This year, Dawsonville Tavern owners, managers and community volunteers congregated on Christmas day to prepare, pack and deliver food to those in need this holiday season.
This is the second year that the Dawsonville Tavern has decided to open their doors on Christmas not to the public, but to the less fortunate.
Volunteers served a full meal of chicken wings, chicken tenders, mashed potatoes, broccoli, macaroni and cheese and rolls, along with a wide range of desserts and drinks. People were invited to dine in at their leisure from 10 a.m. to 6 p.m., or to carry out meals for their families or neighbors.
A large number of meals were also packed and delivered to the homebound and elderly around Dawson County.
According to the Tavern's Facebook page, volunteers served and packaged over 500 meals in total this year.
The restaurant was also open to all first responders and emergency personnel who were working Christmas Day. According to one of the volunteers, the Dawson County Sheriff's Office had lunch delivered to their office on the day.
Reinhart Foods sponsored the food, donating more than $1,000 worth for the Tavern to prepare for its guests. Desserts were made by the various volunteers.
According to manager and Feed the Hungry organizer Scotty Seay, the Christmas meal wouldn't be possible without the enormous help the Tavern receives from the community.
"I'm just blessed and humbled to be able to do this, and it really takes a village," Seay said. "I couldn't pull all of this together without our wonderful volunteers."
Seay's mother, Ruth Collins, was helping to serve the food, and said she was proud of her son and wants to help him every time he organizes the Feed the Hungry event.

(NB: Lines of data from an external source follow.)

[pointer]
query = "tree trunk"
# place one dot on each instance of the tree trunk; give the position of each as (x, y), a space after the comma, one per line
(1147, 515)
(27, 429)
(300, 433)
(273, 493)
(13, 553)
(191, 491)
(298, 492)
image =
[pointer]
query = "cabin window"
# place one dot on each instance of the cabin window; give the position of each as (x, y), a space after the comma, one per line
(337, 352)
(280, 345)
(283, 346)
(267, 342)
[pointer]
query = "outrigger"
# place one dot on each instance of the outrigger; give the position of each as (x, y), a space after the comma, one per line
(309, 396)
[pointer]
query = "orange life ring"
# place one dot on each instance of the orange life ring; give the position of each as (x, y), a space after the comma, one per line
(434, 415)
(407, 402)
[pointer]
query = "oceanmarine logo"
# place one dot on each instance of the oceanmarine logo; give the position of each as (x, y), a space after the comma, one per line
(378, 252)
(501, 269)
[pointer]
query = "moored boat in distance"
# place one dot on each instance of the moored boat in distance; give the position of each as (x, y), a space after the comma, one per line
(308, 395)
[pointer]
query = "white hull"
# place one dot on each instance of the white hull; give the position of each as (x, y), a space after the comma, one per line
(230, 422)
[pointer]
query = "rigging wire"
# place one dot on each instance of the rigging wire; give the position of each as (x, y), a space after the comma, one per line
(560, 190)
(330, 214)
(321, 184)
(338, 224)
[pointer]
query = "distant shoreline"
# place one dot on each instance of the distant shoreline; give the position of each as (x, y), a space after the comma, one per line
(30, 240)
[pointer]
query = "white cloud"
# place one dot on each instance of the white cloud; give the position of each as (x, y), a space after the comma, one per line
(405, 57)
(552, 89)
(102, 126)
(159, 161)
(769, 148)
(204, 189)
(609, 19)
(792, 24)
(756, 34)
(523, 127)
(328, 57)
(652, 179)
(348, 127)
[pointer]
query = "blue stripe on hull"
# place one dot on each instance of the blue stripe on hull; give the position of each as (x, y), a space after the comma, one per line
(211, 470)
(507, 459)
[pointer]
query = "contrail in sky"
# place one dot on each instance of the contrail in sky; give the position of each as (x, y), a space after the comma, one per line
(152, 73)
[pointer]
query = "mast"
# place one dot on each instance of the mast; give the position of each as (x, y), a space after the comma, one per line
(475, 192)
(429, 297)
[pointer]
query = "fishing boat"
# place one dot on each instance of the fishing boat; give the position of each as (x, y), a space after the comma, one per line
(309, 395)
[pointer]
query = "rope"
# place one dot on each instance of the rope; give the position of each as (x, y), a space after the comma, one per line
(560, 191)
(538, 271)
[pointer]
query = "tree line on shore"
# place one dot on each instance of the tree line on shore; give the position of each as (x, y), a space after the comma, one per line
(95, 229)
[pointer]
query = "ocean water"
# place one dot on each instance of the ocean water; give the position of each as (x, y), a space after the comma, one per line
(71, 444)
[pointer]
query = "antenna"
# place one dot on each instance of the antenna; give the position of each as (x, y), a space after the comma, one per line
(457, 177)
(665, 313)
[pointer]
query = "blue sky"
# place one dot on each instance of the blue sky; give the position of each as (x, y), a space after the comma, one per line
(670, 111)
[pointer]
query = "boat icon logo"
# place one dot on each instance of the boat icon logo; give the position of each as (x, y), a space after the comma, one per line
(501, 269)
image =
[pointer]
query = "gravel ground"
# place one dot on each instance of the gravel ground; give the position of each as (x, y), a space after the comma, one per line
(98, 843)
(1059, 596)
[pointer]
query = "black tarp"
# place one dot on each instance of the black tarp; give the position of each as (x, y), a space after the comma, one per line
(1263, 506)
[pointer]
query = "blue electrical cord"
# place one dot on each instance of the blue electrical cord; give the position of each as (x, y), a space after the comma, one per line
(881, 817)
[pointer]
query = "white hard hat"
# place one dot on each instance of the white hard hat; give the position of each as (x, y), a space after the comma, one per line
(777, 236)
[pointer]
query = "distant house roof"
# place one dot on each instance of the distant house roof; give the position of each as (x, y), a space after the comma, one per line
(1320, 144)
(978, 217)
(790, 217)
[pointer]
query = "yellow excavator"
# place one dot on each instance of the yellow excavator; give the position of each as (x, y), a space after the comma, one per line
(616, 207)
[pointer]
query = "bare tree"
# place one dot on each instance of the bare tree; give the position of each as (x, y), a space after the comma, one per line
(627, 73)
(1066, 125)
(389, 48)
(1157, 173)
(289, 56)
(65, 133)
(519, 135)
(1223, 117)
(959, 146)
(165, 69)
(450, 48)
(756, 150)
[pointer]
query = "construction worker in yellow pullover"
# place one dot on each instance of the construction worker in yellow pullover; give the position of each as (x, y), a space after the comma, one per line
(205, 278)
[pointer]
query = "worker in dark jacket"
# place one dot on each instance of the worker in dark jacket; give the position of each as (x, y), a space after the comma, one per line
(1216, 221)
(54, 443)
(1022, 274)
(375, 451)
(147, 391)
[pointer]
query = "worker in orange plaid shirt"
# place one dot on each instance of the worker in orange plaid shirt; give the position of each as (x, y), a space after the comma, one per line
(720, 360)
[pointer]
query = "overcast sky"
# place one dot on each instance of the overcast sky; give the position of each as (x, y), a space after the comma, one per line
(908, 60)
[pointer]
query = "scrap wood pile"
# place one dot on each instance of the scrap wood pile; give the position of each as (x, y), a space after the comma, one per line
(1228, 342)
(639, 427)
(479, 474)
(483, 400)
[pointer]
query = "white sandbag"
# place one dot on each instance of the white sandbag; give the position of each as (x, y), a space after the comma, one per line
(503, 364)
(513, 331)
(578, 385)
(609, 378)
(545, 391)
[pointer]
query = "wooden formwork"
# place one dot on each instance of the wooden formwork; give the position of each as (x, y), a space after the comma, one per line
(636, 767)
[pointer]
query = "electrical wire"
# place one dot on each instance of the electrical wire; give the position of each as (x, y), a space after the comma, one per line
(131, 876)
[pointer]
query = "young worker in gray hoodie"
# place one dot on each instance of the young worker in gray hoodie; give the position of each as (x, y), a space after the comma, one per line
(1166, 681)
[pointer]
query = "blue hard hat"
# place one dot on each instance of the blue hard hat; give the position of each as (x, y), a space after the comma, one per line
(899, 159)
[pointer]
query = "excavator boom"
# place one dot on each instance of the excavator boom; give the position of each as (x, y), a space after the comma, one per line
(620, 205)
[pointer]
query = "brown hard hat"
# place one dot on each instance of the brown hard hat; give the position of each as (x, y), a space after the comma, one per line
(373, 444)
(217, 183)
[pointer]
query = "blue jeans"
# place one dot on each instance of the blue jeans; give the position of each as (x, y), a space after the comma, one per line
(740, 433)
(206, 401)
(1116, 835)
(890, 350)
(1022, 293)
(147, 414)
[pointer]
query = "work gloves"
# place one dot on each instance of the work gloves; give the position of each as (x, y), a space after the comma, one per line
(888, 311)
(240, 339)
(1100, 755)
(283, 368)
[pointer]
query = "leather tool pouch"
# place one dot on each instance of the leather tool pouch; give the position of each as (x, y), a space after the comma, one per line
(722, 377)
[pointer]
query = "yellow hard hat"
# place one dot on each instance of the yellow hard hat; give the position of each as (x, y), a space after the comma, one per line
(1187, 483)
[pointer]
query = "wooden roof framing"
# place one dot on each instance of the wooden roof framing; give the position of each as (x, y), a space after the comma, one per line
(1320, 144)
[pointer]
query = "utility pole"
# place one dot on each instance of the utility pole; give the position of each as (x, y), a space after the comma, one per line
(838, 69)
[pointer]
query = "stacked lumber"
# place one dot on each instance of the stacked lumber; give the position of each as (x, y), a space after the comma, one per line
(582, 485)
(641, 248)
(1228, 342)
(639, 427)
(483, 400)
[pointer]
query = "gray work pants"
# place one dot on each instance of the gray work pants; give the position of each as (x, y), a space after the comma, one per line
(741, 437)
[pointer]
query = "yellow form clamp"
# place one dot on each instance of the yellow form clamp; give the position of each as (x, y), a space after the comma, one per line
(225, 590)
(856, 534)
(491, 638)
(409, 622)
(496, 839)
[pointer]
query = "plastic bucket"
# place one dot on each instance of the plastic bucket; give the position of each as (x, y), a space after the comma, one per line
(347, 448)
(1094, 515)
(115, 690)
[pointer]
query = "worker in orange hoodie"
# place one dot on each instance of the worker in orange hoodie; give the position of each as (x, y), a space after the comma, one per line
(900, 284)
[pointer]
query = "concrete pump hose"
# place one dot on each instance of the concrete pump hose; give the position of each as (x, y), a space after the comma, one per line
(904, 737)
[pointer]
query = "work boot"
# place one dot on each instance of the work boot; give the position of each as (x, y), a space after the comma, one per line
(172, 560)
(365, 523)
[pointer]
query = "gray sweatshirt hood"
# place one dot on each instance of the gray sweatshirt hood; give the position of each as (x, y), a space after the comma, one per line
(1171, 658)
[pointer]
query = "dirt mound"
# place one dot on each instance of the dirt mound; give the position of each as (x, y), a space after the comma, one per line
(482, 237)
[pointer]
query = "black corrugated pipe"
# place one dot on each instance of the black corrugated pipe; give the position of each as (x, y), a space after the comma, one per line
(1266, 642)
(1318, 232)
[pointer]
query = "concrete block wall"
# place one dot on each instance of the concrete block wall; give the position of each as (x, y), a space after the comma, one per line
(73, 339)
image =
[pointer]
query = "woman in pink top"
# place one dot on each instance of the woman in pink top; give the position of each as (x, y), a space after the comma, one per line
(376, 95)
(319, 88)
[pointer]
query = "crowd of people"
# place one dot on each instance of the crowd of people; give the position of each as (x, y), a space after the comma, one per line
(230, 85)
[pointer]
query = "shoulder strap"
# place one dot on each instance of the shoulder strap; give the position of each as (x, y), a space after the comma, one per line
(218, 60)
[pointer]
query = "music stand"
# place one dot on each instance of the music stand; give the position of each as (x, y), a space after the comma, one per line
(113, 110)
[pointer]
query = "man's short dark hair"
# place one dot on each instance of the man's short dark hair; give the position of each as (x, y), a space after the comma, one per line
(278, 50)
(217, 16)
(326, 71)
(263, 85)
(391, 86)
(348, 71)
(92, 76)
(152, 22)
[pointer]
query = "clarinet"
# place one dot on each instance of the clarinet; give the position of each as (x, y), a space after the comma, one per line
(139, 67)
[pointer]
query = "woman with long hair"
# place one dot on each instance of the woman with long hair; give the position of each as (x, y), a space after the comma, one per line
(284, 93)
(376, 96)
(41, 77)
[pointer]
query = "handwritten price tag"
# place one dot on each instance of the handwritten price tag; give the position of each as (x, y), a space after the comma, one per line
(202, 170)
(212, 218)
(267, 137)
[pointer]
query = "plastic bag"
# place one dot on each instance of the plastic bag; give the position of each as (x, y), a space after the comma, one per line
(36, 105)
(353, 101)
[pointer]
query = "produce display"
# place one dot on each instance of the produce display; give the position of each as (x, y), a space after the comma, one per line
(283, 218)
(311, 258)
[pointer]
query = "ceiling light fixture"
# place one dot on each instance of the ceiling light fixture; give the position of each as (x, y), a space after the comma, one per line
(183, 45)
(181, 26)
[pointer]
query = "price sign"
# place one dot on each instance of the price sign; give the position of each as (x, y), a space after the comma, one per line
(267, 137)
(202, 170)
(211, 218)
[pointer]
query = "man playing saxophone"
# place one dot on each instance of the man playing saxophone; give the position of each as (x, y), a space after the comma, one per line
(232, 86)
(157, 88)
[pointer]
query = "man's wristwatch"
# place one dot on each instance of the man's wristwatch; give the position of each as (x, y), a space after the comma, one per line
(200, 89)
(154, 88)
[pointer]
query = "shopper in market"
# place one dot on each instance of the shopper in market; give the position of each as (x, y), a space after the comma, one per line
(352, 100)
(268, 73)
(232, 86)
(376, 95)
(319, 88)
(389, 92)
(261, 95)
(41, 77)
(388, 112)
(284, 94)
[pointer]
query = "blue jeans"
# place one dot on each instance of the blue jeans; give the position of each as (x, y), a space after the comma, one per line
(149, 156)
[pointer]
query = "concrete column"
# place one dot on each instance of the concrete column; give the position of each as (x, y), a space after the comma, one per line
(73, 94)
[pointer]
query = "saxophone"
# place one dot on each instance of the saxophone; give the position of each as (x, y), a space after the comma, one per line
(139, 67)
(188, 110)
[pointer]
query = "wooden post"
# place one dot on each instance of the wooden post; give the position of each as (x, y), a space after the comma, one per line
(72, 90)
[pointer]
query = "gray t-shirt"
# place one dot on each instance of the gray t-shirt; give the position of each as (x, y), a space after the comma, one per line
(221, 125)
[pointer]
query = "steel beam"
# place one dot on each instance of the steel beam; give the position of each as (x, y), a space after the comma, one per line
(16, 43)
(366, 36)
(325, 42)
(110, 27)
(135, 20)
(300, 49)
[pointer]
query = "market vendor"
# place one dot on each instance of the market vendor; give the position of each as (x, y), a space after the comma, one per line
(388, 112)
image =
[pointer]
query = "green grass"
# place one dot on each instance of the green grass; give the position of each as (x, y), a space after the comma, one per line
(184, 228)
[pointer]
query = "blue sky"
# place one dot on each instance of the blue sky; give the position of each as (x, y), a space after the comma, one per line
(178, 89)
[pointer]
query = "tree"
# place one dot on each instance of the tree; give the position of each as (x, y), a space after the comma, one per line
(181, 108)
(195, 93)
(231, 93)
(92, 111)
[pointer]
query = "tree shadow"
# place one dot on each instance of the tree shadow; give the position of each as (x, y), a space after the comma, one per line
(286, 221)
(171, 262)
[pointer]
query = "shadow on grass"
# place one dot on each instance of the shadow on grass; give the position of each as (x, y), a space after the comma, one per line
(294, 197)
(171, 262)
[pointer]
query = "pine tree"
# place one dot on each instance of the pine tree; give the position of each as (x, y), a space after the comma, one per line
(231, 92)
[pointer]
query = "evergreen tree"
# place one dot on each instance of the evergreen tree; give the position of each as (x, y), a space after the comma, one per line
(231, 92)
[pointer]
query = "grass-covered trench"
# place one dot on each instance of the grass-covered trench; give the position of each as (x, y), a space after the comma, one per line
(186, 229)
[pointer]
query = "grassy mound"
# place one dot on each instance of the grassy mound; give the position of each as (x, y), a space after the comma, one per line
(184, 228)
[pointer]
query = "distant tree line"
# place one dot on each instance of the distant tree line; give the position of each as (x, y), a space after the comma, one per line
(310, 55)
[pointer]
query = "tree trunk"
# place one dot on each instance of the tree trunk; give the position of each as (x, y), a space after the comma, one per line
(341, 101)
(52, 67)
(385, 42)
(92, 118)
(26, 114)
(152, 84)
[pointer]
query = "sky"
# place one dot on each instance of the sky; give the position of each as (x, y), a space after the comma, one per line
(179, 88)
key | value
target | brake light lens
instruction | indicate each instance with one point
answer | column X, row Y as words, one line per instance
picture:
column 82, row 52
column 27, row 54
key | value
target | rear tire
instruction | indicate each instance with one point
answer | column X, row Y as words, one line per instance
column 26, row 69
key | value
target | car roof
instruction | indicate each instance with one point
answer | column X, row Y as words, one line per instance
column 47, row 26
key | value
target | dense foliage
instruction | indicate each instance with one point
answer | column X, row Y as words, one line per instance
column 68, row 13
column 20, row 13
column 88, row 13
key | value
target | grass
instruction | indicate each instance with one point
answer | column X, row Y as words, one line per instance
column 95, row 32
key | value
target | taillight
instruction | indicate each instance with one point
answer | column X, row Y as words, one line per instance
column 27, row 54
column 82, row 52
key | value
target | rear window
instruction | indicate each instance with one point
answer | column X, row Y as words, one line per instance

"Last year I got here before 10 and left after 6," Collins said. "It makes my heart warm and I sure enjoy giving people in need something to eat."
Many of the volunteers came from outside of the county to help give out the food.
Cande Keller of Dahlonega was at the Tavern before lunch, and helped to serve food, greet people and clean tables.
Keller said her family had gone to Florida for Christmas, and that she had stayed behind to help at the Tavern.
"I just love that I'm getting to help people and serve them a hot meal, it makes my day," Keller said.
Another volunteer, Theodore Hurst, is 13 and lives in Cumming. He was at the Tavern bright and early that morning to help, along with his mother, father and sisters.
This was Hurst's first year volunteering at the Feed the Hungry event, but he said he was used to helping others because his family has volunteered through their church in the past.
Hurst said he didn't mind giving up his Christmas at home to help prepare and serve the meal.
"I like it, it makes me feel good," he said.
Santa also visited the Tavern, and gave all of the children who were there a present or two from his sack.
Seay said he was thankful to the Tavern owners Jennifer and Donavon Hyder for letting him organize the event in their restaurant, along with another manager Nick Royalty. He also wanted to thank Reinhart foods for donating the meal, and the volunteers for all of their help.
Seay said that the real thanks, however, goes to the original reason for the season.
"All the glory goes to Jesus Christ," Seay said. "This is my Christmas present."